Но Тито не собирался спешить. Засунув трость под мышку, он отозвал Гаго в полутемный угол длинного помещения и начал с ним шушукаться: речь шла о запутанной истории относительно покупки охотничьего ружья, превосходного «винчестера», отданного трактирщику в залог сыном нотариуса Гедеса из Оливейры. Когда Тито спустился наконец с лестницы, Фидалго из Башни и Жоан Гоувейя стояли внизу, на залитой лунным светом мостовой, и снова яростно спорили. На этот раз причиной стычки оказался постоянный предмет ссор между ними: губернатор округа Андре Кавалейро.

То была старая, непримиримая, беспощадная и непонятная вражда. Гонсало кричал, чтобы при нем не упоминали, ради всех пяти ран Христовых, этого разбойника Кавалейро, этого жеребца, этого скомороха, который развратил весь округ! А Жоан Гоувейя, напряженно вытянувшись, устремив на фидалго колюче-сухой взгляд и непримиримо сдвинув набок цилиндр, утверждал, что его друг Кавалейро — человек светлого ума, второй Геракл, сумевший навести в Оливейре порядок, расчистить здешние авгиевы конюшни! Фидалго рычал. Видейринья, на всякий случай пряча гитару за спиной, уговаривал раскричавшихся приятелей вернуться в таверну и не будить всю улицу.

— У тещи доктора Венансио второй день колики в животе. Мы шумим прямо у них под окном…

— Так скажи ему, чтобы не болтал чепухи! — неистовствовал фидалго. — Противно слушать!

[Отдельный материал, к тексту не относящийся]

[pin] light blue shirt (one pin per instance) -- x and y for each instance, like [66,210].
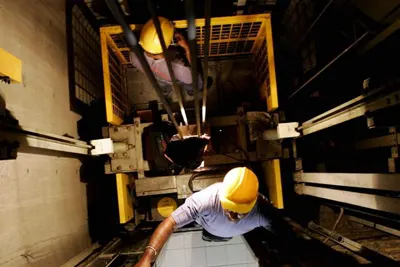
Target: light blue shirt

Помилуй, Гоувейя, ну можно ли говорить, что у нас никогда не было такого прекрасного губернатора, как Кавалейро? Я не об отце говорю… Уже три года как его нет в живых…

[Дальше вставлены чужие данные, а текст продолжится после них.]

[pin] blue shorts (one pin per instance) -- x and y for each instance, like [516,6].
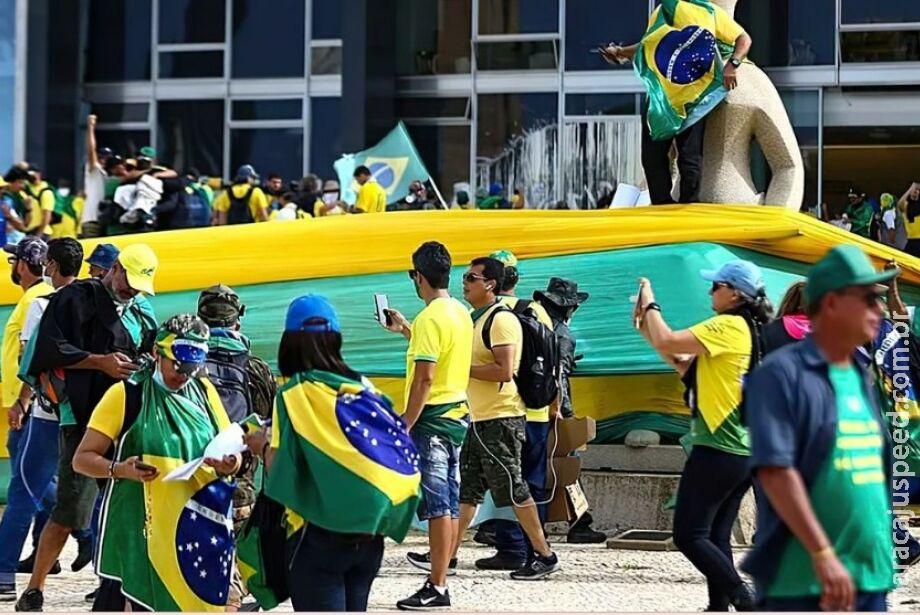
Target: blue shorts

Не спорю, он управлять не умел… Слабый, больной человек… Но после него был виконт де Фрейшомил. Был Бернардино. Ты же служил при них! Вот настоящие люди! А этот жеребец Кавалейро!.. Верховный правитель округа обязан прежде всего не быть смешным. А твой Кавалейро — ну прямо персонаж из водевиля! Поэтическая грива, закрученные усы, томные глаза, выпяченная грудь, фу-ты ну-ты!.. Опереточный любовник! И притом глуп, капитально глуп! Нет, господа, такой скотины только поискать… И сверх того, жулик.

Вытянувшись в струнку рядом с громадным Тито, словно колышек у подножия башни, председатель городской палаты яростно сжимал в зубах сигару. Потом сказал холодно и четко, уставив в фидалго указательный палец:

— Ты кончил, Гонсалиньо? Так знай: во всей Оливейре — понимаешь, во всей! — нет никого, — понимаешь, никого! — кто мог бы сравниться с Кавалейро умом, характером, манерами, образованием, политическим тактом!

Фидалго из Башни, растерявшись, умолк. Потом презрительно, надменно взмахнул рукой:

— Это слова чиновника, живущего на жалованье!